Anyway, Lord M cites in his defence "The indefatigable “Steven Goddard” demonstrated in the autumn of 2014 that the RSS dataset – at least as far as the Historical Climate Network is concerned – shows less warm bias than the GISS [3] or UAH [2] records."

He shows this graph:

No details on how HCN is done, but certainly there is no TOBS adjustment, which for USHCN is essential. That is the main problem, but the clearly wrong averaging contributes. In the past, Goddard has vigorously defended his rights as a citizen to just average all the raw data in each month (eschewing anything "fabricated"), and I'm sure that is what we see here.

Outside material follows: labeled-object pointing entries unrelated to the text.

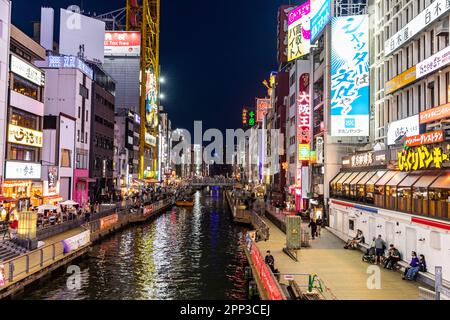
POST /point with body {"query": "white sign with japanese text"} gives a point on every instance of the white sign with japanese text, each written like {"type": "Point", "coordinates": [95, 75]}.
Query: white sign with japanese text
{"type": "Point", "coordinates": [407, 127]}
{"type": "Point", "coordinates": [431, 13]}
{"type": "Point", "coordinates": [433, 63]}
{"type": "Point", "coordinates": [27, 71]}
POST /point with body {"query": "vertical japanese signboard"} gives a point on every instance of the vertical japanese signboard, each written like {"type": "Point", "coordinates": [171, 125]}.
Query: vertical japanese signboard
{"type": "Point", "coordinates": [304, 125]}
{"type": "Point", "coordinates": [350, 104]}
{"type": "Point", "coordinates": [320, 16]}
{"type": "Point", "coordinates": [299, 33]}
{"type": "Point", "coordinates": [262, 106]}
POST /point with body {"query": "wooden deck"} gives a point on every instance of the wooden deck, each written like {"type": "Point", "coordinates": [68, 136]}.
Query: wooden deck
{"type": "Point", "coordinates": [342, 271]}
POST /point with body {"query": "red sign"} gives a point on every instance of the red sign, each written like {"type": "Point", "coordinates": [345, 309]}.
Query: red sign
{"type": "Point", "coordinates": [262, 106]}
{"type": "Point", "coordinates": [267, 278]}
{"type": "Point", "coordinates": [426, 138]}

So what is wrong with it? We saw the effects in the Goddard spike. The problem is that in each month, a different set of stations report. SG is averaging the raw temperatures, so what kind of stations are included can have big differences in average temp, without any actual change in temp. If a station in Florida drops out, the US average (SG-style) goes down. Nothing to do with the weather.

NZ Prime Minister Muldoon understood this. When the NZ economy hit a rough patch, he was scornful of locals leaving for Australia. But he took consolation. He said that this would improve the average IQ of both countries. It helped me - I can now figure out what he meant.

I wrote at some length about the Goddard spike issues here. But this example gives a simple case of the problem and an easy refutation of the method.

Every month, a different group of stations reports. Suppose we switch to a world in which temperatures do not change from year to year. Each reporting station reports the long term average for that month. So there is no change of actual weather (except seasonal). But the population of stations reporting varies in the same way as before.

For a fixed subset of stations, the average would be constant, as it should. But here it isn't. In fact, over time, the average goes down. That is because the stations dropping out (as they have, recently) tend to be warmer than most. I don't know why, but that is what the graph shows. It covers the period from 1979 to 2013, and shows the Goddard average raw in blue and the average of averages in red. It also shows the trends over this time, with slope on the legend in °C/century.

And that is the key. The cooling (in long term average) of the set of reporting stations induces a spurious cooling trend of 0.33°C/cen. That isn't large relative to the actual warming trend, but it makes a significant difference to the plots that Lord M showed. And it is simple error.